Detailed Examination of the Vulnerabilities:
1. Premature Connection Upgrades (CVE-2026-2833):
This vulnerability arises from Pingora’s handling of HTTP/1.1 connection upgrade requests. When Pingora receives an Upgrade header, it prematurely switches to a passthrough mode before the backend server confirms the upgrade with a 101 Switching Protocols response. Attackers can exploit this by appending a hidden second request to their initial payload. As a result, Pingora may inadvertently forward this smuggled request directly to the backend server, bypassing proxy-level security controls and potentially hijacking subsequent user sessions.
2. HTTP/1.0 and Transfer-Encoding Flaws (CVE-2026-2835):
This flaw pertains to Pingora’s non-compliant parsing of older HTTP/1.0 requests. Pingora incorrectly allows HTTP/1.0 request bodies to be close-delimited and mishandles Transfer-Encoding: chunked headers. Due to differing interpretations of the request body length between Pingora and the backend server, attackers can deliberately desynchronize the connection framing. This classic HTTP desynchronization attack enables malicious payloads to slip past the proxy undetected.
3. Default Cache Key Poisoning (CVE-2026-2836):
This vulnerability is linked to a design flaw in Pingora’s default cache key construction. The default implementation generates cache keys based solely on the Uniform Resource Identifier (URI) path, neglecting critical differentiators such as the host header or HTTP scheme. This oversight allows attackers to force cache collisions, causing legitimate users to receive cross-origin or malicious responses.
Recommendations and Mitigations:
Cloudflare strongly advises all organizations using standalone Pingora proxies to implement the following measures:
– Immediate Update: Upgrade all Pingora deployments to version 0.8.0 or newer to rectify the parsing logic and enforce strict RFC compliance.
– Custom Cache Keys: With version 0.8.0 removing the insecure default cache key, users must implement a custom callback that includes the host header, upstream HTTP scheme, and URI path to ensure proper cache isolation.

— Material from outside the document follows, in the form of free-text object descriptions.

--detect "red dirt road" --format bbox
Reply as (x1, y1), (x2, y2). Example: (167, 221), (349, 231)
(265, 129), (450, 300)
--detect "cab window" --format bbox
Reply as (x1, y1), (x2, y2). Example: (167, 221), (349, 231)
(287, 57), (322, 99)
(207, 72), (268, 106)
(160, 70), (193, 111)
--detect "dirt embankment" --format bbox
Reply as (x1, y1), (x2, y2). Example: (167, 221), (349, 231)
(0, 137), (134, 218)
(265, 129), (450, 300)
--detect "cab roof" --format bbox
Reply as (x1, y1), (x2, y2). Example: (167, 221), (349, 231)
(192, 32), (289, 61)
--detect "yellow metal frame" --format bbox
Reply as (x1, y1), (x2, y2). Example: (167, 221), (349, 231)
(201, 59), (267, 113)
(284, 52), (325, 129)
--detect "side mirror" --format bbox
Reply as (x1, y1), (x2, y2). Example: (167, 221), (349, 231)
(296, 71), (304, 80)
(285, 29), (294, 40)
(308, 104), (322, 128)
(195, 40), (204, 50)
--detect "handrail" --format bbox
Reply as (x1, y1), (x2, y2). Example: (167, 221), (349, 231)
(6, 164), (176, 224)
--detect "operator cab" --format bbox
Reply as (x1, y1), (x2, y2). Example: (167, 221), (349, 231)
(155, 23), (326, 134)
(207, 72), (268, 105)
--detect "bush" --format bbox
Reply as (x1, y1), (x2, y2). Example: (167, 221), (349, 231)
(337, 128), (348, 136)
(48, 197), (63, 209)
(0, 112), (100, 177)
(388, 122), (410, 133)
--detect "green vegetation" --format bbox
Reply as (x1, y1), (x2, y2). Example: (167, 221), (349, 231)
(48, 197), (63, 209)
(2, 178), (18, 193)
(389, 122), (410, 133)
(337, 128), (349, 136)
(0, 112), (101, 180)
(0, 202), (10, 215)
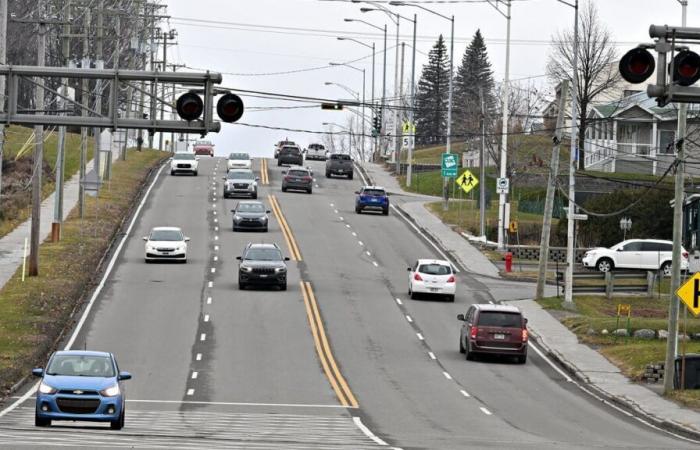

– Temporary Workarounds: If immediate upgrading isn’t feasible, configure request filter logic to return an error for requests containing an Upgrade header, thereby mitigating potential exploitation.
Conclusion:
The discovery and prompt remediation of these vulnerabilities underscore the critical importance of continuous security assessments and timely updates in open-source frameworks. Organizations utilizing Pingora should prioritize these updates to safeguard their systems against potential exploits.